N'y pensons plus car dans quelques heures je serai dans la salle murmurante et incapable de deviner les chuchotements, toute entière à la mesure de mon cœur qui va battre la chamade, l'arythmie de ma joie. Je n'aurai qu'à m'asseoir sans tenir compte de cette robe qui me froisse, cette robe qu'il a choisie pour moi et qui m'épouse comme une gaine implacable, comme une armure douce et fluide, carapace impertinente où mes seins renaissent.

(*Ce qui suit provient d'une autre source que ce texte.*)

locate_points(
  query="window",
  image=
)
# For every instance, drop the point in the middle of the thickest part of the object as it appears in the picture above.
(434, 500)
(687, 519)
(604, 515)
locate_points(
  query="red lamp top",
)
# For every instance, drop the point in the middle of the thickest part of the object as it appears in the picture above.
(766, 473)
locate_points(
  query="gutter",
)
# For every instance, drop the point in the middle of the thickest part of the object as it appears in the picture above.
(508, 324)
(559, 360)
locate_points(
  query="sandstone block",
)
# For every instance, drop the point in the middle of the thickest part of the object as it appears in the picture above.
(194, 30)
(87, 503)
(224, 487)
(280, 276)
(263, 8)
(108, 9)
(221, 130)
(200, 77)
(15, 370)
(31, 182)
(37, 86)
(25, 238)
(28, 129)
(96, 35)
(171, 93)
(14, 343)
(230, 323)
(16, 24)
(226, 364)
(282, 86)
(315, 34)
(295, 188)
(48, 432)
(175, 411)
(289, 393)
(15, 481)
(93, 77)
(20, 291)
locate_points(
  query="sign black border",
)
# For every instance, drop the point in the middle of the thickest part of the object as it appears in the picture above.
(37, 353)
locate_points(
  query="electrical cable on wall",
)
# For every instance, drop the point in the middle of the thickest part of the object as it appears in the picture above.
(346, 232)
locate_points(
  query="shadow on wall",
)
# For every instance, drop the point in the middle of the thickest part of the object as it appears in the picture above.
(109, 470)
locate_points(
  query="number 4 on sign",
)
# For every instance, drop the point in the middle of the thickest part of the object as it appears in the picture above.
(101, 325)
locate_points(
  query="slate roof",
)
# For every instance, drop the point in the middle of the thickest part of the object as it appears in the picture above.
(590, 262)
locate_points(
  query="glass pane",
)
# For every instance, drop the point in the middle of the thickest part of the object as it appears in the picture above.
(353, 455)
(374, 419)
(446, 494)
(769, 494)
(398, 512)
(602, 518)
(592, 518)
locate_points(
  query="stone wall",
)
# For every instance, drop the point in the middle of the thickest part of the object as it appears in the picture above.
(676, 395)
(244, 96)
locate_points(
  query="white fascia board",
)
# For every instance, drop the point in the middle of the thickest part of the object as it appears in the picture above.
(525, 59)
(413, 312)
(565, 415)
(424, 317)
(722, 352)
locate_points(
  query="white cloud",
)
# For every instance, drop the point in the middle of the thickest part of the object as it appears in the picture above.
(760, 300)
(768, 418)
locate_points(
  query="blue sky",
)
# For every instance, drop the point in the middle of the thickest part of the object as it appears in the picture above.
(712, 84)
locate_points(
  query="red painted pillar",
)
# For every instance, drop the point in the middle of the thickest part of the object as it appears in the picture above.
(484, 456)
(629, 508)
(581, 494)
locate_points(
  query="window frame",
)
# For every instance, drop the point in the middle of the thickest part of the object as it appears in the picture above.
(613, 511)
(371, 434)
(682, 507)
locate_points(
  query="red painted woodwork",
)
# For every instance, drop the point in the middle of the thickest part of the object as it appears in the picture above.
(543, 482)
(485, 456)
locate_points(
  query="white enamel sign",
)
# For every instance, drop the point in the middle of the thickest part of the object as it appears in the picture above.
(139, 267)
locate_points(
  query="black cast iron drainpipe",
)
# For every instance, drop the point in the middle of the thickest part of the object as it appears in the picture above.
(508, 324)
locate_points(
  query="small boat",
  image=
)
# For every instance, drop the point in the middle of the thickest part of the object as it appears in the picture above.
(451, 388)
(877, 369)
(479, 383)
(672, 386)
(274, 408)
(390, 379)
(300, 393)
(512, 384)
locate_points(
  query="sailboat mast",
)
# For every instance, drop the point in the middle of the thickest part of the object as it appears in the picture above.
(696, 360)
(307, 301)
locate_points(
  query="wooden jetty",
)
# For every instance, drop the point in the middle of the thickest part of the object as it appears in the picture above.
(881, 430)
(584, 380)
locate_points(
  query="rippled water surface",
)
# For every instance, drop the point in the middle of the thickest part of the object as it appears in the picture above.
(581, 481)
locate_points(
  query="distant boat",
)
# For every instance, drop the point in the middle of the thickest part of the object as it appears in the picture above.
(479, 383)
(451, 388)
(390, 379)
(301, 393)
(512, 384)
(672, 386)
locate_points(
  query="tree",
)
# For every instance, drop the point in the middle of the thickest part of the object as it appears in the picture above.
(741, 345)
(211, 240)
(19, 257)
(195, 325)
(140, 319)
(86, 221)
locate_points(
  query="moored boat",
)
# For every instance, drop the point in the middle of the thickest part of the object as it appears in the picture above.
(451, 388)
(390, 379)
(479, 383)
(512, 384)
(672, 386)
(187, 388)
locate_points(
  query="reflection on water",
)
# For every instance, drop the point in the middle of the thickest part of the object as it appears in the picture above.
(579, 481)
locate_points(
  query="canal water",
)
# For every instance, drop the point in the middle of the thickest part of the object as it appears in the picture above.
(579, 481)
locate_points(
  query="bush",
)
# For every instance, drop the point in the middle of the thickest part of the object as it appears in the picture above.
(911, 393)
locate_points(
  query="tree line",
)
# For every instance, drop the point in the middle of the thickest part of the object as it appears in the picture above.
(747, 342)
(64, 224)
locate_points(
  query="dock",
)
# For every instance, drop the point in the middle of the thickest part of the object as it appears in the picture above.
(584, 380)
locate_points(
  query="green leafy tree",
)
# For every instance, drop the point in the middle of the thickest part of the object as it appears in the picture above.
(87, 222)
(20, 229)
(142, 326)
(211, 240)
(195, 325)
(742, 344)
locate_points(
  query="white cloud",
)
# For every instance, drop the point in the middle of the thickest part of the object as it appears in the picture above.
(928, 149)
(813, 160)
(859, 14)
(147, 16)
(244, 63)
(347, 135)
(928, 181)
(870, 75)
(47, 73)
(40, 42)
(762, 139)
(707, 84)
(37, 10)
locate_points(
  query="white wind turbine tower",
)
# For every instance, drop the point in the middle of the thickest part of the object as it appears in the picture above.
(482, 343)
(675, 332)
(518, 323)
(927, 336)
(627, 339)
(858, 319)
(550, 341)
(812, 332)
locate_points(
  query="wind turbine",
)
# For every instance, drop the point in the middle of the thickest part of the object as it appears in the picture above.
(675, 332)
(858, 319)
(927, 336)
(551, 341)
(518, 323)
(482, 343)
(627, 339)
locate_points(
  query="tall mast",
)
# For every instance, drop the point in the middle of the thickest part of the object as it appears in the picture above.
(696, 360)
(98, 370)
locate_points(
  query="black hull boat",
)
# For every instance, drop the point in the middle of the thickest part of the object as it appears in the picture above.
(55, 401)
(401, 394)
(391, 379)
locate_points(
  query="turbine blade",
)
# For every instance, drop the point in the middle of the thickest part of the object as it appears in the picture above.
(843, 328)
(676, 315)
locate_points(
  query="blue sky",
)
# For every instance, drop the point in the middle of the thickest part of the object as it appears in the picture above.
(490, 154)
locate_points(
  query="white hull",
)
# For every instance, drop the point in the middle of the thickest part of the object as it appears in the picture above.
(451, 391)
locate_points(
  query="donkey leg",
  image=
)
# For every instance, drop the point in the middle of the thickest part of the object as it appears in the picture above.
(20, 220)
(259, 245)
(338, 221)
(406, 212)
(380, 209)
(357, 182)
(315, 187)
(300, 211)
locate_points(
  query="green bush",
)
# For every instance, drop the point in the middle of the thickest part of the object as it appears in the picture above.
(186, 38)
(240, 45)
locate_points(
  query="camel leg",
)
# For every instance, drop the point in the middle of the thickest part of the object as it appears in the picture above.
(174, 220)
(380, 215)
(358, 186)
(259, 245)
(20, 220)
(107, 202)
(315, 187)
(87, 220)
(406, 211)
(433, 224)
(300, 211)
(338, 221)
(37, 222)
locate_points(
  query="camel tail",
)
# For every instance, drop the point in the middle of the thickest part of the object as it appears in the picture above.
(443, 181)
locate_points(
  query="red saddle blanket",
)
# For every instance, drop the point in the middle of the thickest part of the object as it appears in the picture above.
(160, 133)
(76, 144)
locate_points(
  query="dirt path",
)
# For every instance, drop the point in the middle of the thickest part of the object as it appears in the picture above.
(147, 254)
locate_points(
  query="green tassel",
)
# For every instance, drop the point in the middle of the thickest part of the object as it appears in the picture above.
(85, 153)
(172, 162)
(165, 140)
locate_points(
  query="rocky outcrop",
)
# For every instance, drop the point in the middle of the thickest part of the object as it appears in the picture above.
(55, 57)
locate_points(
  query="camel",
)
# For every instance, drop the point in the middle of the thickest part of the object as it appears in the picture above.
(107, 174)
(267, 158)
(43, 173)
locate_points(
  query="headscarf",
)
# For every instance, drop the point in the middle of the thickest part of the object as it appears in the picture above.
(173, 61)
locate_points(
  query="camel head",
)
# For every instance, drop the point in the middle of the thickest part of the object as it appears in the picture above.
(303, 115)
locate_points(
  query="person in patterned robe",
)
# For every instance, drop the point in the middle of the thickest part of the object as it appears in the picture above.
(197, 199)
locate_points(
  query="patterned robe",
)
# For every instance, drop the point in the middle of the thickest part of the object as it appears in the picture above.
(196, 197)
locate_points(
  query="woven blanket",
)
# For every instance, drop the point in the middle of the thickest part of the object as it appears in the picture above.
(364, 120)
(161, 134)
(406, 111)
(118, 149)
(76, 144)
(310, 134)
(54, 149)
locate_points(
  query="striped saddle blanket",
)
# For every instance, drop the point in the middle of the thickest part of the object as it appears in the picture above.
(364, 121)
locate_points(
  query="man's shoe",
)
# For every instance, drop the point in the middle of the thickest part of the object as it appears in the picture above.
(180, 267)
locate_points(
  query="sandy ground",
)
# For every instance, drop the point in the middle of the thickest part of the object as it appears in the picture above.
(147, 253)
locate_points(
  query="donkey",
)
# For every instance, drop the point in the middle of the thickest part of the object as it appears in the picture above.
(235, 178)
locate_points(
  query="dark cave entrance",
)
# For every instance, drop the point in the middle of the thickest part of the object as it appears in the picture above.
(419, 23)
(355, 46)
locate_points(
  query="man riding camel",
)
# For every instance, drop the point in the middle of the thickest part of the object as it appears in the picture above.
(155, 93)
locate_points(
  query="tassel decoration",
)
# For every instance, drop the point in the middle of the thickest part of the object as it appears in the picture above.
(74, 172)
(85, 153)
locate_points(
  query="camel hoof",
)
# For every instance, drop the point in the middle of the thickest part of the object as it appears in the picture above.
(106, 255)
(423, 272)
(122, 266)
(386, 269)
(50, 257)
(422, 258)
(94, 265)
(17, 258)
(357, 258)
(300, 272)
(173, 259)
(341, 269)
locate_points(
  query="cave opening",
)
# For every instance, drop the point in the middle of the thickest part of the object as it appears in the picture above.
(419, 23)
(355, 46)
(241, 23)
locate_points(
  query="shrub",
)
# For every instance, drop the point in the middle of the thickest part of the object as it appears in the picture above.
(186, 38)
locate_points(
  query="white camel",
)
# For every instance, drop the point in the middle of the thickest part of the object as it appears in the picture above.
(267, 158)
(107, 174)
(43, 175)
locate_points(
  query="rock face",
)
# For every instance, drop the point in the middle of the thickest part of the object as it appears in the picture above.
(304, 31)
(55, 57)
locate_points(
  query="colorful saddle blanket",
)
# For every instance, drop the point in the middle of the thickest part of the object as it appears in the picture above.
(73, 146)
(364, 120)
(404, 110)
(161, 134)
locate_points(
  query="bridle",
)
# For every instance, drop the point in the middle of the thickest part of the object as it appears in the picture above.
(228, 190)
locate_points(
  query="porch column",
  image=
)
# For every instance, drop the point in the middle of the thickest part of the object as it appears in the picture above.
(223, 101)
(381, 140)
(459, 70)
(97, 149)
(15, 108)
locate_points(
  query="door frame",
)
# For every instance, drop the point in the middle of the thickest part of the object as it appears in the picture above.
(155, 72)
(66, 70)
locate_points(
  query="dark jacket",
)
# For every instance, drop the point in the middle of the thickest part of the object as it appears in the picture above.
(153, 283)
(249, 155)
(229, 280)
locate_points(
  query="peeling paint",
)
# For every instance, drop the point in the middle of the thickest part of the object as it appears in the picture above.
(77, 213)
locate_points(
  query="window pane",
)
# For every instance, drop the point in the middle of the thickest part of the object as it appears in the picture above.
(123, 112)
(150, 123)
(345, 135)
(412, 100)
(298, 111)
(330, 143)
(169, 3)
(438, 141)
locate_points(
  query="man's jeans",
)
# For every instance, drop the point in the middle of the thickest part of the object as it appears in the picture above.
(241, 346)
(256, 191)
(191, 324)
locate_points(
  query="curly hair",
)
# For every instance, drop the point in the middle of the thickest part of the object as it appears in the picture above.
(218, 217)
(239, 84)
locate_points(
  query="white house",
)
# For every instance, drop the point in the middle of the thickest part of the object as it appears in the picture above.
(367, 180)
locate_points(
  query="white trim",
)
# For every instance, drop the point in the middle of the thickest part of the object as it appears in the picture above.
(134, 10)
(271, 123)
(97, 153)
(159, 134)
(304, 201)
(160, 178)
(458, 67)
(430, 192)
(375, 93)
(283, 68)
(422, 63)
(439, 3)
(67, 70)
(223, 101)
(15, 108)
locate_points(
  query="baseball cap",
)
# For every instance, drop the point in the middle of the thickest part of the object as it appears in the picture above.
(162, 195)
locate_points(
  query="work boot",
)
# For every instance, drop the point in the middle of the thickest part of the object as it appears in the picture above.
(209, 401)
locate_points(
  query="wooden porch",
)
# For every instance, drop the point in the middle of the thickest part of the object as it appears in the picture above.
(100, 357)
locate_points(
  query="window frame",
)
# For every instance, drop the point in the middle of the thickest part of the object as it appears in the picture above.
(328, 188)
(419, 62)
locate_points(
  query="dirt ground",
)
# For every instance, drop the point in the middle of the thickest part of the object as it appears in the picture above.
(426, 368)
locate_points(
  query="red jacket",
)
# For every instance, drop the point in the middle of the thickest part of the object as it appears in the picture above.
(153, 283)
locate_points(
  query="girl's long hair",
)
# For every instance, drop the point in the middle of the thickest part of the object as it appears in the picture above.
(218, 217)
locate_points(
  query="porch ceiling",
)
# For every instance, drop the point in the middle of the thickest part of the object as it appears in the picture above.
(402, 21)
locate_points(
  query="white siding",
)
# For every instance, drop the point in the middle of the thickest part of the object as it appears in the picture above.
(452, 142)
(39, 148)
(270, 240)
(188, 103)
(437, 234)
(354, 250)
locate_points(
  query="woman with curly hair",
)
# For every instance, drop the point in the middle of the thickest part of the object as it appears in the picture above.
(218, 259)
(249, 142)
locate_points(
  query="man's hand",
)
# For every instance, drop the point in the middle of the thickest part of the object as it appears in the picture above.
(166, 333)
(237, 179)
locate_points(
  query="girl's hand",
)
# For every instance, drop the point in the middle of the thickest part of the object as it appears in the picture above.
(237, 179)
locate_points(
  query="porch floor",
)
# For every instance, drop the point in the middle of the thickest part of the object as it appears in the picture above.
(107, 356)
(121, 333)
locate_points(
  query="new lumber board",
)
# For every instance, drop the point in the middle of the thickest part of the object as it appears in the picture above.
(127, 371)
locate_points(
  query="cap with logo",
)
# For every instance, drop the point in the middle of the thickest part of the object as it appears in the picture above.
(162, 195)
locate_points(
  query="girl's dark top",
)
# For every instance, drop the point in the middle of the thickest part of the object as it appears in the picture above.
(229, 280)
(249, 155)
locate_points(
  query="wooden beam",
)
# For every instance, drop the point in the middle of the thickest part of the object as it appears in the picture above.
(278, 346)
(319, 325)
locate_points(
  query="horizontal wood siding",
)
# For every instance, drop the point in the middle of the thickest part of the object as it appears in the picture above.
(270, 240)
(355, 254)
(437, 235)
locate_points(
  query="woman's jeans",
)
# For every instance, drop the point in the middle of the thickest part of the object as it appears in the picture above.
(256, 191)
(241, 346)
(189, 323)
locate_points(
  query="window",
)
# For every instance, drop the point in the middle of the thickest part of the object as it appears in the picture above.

Je n'aurai qu'à poser mes doigts sur le noir et le blanc du piano, me laisser emporter dans le monde invisible, équilibre affolant d'un univers percutant, vibrant dans les âmes, soufflant sur les souvenirs, musique toujours unique et sans cesse renouvelée, comme un instant d'amour. Je serai seule devant ma peur, la proie des fantasmes les moins avouables, l'attaquante des symphonies les plus inachevées et tu seras dans l'ombre efficace de la foule, admiratif.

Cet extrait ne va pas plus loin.